Wednesday, June 16, 2010

Internship Rotation 15: Staff Relief-Pediatrics, 4 Weeks

Me with Faith and Sara-the two pediatric dietitians.

The staff relief rotation is our chance as interns to prove ourselves as clinicians in our area of choice. It is our final clinical rotation and although it was kind of bittersweet to finish my clinical time, I am very excited to be coming to the end of our program.

I wanted to get more experience and time in the pediatric units so I arranged to stay with the peds dietitians an additional month. During the 4 weeks there I was responsible for the medical nutrition therapy for the 10-bed pediatric intensive care unit, the pediatric intermediate care unit and the high-risk patients in the floor units (2 additional wings). I managed around 12-18 patients at a time. This was my typical day:
  1. I started by opening our electronic charting program to track any movements of my patients between rooms and to do patient sign-offs to the dietetic technician who works with most low and moderate risk patients.
  2. I would then scan through the new admits to the PICU and check out their admitting diagnoses to prioritize my order of assessing the patients. Many new admits require a full nutritional assessment which involves collecting data about their current medications, lab values, anthropometrics and percentile plots, diagnoses, past medical history, home diet, and current nutrition plan followed by an assessment about their level of malnutrition, weight status, any factors affecting their ability to meet their nutritional needs and any other pertinent information. Some patients only required screens to determine their risk level and ths was a much less involved process involving just a diagnosis, anthropometrics and percentile plots, and current nutrition provision. Screens are typically conducted by dietetic technicians in our hospital, but no techs work in ICUs so I did the screens for the ICU beds when it was warranted. Patients who received screens were typically quick in-and-out patients such as asthmatics, overdoses, accidental object ingestions, and other accidents like snakebites.
  3. Once I had my list ready I attended morning rounds with the PICU team which consisted of discussing each patient in the ICU and IMC. I participated as the representative from clinical nutrition and provided input for the nutrition therapy for each high-risk patient. Not all patients are at-risk nutritionally, when I say high-risk I'm referring to patients who require nutrition support such as tube feeding or parenteral nutrition.
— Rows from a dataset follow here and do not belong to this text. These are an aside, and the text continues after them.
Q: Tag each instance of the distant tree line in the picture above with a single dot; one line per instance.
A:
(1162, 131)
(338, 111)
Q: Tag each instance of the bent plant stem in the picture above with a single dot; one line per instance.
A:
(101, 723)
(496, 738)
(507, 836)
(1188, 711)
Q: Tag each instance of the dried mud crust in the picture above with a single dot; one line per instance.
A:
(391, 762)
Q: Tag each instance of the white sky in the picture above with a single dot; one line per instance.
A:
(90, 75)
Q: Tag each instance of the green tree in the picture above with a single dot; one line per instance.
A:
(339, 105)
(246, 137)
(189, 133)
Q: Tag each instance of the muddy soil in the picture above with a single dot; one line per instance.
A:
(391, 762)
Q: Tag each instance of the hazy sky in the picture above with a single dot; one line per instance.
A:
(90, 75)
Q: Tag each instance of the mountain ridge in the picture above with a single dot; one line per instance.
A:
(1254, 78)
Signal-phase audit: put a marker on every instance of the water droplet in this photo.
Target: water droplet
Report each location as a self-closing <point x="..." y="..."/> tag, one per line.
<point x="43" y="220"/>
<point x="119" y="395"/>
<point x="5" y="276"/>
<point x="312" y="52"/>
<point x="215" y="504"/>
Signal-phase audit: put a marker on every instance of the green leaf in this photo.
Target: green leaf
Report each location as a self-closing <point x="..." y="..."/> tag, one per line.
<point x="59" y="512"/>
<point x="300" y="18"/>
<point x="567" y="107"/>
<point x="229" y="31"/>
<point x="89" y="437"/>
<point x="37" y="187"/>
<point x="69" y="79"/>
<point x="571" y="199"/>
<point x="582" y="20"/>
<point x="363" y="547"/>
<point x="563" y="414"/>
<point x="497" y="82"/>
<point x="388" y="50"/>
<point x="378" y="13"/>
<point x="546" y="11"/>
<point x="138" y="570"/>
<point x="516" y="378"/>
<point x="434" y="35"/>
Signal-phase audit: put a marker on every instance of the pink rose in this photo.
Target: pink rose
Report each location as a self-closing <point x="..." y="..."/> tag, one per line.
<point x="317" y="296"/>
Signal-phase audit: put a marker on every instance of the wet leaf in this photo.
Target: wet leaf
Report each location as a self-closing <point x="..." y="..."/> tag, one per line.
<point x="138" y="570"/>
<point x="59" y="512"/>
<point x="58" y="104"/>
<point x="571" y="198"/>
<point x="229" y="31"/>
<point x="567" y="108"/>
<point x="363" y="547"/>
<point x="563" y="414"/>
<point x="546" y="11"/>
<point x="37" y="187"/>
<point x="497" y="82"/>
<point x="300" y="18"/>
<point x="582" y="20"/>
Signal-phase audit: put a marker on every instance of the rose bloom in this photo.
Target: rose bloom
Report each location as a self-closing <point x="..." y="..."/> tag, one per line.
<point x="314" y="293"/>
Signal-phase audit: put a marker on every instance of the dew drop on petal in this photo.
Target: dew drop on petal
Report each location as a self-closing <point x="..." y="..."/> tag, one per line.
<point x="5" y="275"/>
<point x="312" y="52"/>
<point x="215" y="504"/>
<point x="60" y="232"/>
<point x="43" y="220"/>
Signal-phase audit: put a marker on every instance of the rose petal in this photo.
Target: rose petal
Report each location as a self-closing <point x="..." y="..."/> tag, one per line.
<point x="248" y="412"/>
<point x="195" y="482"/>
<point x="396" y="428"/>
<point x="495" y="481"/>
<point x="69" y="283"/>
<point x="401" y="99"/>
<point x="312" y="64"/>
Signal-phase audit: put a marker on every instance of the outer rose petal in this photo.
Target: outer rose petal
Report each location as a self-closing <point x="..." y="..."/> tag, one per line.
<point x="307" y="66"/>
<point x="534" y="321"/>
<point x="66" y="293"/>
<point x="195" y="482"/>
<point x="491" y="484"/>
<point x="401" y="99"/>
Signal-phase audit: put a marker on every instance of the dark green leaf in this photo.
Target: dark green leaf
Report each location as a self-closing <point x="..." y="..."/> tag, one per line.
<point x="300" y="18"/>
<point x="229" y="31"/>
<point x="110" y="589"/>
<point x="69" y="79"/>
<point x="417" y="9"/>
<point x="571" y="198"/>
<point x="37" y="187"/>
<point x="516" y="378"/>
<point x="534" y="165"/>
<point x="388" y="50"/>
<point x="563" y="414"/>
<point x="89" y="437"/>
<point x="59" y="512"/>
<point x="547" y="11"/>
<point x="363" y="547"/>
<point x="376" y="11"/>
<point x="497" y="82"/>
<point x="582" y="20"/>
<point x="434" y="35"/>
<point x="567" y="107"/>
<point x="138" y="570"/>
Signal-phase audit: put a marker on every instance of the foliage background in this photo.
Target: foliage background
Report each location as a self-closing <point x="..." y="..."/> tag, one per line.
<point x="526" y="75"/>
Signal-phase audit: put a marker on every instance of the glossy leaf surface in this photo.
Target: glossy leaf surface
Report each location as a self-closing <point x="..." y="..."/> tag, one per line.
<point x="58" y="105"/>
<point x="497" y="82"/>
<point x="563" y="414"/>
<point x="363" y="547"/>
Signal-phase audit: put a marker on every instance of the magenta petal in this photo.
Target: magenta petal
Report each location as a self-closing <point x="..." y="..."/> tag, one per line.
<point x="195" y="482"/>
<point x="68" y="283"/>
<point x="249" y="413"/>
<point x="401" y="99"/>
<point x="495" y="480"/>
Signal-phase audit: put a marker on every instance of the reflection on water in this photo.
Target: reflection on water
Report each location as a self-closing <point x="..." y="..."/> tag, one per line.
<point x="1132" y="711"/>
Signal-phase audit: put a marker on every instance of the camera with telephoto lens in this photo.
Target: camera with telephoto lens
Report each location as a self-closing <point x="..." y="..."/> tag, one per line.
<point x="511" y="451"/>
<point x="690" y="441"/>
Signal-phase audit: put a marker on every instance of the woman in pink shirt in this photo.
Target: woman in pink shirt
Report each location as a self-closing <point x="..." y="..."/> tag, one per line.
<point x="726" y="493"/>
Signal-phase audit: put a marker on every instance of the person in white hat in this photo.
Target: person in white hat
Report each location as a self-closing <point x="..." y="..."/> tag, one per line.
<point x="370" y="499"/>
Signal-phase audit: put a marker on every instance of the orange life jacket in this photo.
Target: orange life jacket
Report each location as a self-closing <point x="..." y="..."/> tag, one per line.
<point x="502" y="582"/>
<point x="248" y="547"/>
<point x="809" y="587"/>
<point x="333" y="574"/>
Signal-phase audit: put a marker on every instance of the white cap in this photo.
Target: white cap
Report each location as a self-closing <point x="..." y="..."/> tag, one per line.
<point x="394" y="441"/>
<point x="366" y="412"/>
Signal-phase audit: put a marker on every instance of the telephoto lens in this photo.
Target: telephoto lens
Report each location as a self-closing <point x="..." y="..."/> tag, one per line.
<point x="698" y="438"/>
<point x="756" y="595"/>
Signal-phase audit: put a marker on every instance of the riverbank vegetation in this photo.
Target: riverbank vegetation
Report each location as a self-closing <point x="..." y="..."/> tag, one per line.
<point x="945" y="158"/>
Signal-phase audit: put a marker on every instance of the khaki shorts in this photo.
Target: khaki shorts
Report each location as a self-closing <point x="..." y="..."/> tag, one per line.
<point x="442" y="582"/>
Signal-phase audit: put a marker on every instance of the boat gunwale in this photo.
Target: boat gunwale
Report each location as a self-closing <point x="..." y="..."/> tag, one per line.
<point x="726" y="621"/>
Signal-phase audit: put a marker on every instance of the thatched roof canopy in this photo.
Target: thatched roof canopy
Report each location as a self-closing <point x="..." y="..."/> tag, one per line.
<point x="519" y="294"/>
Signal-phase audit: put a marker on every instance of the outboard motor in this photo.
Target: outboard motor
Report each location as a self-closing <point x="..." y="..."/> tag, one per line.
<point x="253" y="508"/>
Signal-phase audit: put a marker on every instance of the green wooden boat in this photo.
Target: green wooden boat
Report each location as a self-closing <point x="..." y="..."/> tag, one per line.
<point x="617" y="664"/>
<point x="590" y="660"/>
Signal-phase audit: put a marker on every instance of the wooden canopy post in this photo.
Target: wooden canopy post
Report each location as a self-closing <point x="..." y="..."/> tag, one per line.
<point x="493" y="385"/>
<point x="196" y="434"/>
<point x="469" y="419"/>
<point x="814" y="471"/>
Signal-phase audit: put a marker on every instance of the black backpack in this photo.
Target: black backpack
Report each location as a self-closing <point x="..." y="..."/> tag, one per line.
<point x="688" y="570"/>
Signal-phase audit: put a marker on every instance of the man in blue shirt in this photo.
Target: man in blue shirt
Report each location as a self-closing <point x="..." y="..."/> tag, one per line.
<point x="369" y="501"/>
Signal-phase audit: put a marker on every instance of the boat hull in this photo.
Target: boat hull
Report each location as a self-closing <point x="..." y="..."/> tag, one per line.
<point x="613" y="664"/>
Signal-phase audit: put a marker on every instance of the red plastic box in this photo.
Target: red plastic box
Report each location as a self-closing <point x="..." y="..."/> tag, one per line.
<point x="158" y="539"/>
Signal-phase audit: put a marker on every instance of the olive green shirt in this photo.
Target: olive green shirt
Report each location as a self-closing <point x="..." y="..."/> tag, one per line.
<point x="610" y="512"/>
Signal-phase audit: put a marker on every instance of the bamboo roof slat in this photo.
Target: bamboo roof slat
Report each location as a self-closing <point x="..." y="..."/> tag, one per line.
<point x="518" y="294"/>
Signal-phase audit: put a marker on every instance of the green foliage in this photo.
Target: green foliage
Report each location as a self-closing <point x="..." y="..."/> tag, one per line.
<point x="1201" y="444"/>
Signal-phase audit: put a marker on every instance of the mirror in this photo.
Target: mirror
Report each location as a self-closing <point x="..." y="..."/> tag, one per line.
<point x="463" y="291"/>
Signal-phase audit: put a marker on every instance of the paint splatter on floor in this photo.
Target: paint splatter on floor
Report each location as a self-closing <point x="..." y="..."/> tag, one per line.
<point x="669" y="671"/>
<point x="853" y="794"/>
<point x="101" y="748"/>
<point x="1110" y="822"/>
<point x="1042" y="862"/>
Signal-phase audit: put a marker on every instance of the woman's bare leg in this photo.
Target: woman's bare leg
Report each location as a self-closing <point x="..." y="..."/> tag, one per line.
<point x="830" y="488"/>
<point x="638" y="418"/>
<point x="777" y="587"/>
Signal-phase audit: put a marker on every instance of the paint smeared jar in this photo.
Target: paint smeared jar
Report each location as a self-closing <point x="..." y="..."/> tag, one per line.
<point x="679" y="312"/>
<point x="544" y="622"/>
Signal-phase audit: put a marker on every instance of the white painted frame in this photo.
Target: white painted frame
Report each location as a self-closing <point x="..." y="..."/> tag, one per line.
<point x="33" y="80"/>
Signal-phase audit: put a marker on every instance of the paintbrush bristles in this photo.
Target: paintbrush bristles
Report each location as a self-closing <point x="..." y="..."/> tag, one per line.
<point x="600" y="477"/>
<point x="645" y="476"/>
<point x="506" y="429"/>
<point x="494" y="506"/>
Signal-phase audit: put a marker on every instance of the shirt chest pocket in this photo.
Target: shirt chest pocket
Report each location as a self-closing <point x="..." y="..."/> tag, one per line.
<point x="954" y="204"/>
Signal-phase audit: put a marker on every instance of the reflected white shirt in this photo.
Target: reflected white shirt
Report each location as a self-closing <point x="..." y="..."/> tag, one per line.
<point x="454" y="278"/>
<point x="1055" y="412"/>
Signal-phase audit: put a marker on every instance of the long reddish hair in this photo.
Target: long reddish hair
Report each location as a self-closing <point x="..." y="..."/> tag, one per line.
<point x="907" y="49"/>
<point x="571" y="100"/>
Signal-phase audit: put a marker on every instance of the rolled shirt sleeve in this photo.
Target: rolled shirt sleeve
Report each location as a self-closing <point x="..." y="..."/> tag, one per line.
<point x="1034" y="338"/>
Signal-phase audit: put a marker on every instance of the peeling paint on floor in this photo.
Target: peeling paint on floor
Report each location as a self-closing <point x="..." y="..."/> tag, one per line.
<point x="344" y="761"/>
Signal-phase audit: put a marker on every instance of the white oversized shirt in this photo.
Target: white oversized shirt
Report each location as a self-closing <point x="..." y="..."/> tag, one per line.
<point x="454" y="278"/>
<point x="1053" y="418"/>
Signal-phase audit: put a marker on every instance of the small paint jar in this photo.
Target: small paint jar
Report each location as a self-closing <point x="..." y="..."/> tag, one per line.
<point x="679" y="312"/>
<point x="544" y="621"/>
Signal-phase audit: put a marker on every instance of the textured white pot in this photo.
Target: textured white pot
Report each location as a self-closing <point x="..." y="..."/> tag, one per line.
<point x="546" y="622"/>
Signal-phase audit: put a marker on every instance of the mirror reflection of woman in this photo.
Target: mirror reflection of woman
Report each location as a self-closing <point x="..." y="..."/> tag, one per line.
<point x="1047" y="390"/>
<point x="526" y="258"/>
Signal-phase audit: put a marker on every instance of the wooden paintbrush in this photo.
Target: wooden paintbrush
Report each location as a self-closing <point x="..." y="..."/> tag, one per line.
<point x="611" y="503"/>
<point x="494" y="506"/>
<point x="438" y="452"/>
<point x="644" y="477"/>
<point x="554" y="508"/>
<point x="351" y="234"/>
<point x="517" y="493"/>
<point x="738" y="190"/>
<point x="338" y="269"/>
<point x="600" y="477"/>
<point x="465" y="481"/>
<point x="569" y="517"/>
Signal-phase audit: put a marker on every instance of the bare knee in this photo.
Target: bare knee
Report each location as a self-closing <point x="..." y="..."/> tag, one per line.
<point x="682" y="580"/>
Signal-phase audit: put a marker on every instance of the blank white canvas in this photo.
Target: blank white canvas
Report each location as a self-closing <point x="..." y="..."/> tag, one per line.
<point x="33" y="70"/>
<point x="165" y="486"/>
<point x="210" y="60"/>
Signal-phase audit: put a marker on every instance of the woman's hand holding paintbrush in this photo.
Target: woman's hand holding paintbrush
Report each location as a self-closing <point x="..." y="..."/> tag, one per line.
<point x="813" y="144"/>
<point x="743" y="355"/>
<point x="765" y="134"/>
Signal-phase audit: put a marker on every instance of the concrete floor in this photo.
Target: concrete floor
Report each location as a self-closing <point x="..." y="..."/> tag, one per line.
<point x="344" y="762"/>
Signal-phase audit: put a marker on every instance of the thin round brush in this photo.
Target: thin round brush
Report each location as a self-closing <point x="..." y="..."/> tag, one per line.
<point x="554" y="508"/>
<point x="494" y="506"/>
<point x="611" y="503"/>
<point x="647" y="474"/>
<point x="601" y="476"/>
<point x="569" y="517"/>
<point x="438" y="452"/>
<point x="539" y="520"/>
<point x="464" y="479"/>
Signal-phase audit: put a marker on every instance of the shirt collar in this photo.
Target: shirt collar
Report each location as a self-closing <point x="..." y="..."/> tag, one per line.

Occasionally, patients who are eating by mouth are also at high risk such as one pediatric patient with a Crohn's disease flare causing severe pain in her mouth and throat. She wasn't eating anything and was eventually tube fed.
  4. Throughout this time I would collect my data, write assessments and create plans for each patient from my list. My recommendations would either be discussed during rounds or with the patient's resident later in the day who would then update the orders on the patient to reflect my desired changes.
  5. I would then go chart on patients outside of the ICU and IMC in the regular floor units. I only saw patients in these units if clinical nutrition was directly consulted or if the dietetic tech screened someone at high risk nutritionally. Consults would show up on the multi-patient task list whenever a tube feeding order was placed or when a patient's intake triage showed the patient to have a high-risk home feeding situation such as tube feeding or multiple allergies (when I say multiple, I mean it, we had patients in with 7-10 allergies sometimes and they were usually diagnosed by someone reputable).
  6. Once patient care was done for the day I would spend some time researching conditions or working on projects. One project was to do a combination milk- and soy-allergy handout since that was a common allergy situation.
Some of the patients that I worked with this time:
  • non-Hodgkins lymphoma patient who developed typhlitis, bowel abscess and perforation who was on complete bowel rest with TPN (with some trophic gut feeds prior to the perf)
  • infant admitted for tetralogy of Fallot repair who developed a chylothorax post-op, TPN dependent, recommended for high-MCT oil trophic feeds on Enfaport formula when cleared for feeds through gut, patient also had a fluid restriction due to abdominal and chest wall edema which prevented the chest from being closed after surgery for a full week (this patient is my case study patient so I'll talk more about this situation in another post)
  • hemorrhagic pancreatitis with post-ligament of Trietz NJ feeds on CVVD for nephrotic syndrome with focal segmental glomerular sclerosis
  • multiple g-tube fed patients: this is probably the most common area for work in the pediatric unit since so many conditions can lead to the necessity of a g-tube. Once a g-tube is placed, children can be fed chronically through this tube and they're often readmitted for problems with accidental tube removal, tube placement, or complications with other aspects of their care such as their tracheostomies.
I am really grateful to have been able to spend another 4 weeks with the pediatric patients. I ended my clinical rotations with 8 total weeks in the pediatric units which is more than any internship I've heard of. This was the area where I had the most interest and really wanted to get as much exposure as possible. I'm glad that I was able to achieve that with my program. I enjoyed the complexity of the work in these units because of the types of diseases that are present in childhood in addition to the fact that we treat based on age and end up with all kinds of medical situations. It definitely keeps the day interesting to have to pull together information from oncology, neurology, cardiac, nephrology, trauma, gastrointestinal, and other areas to get through a day in the peds units.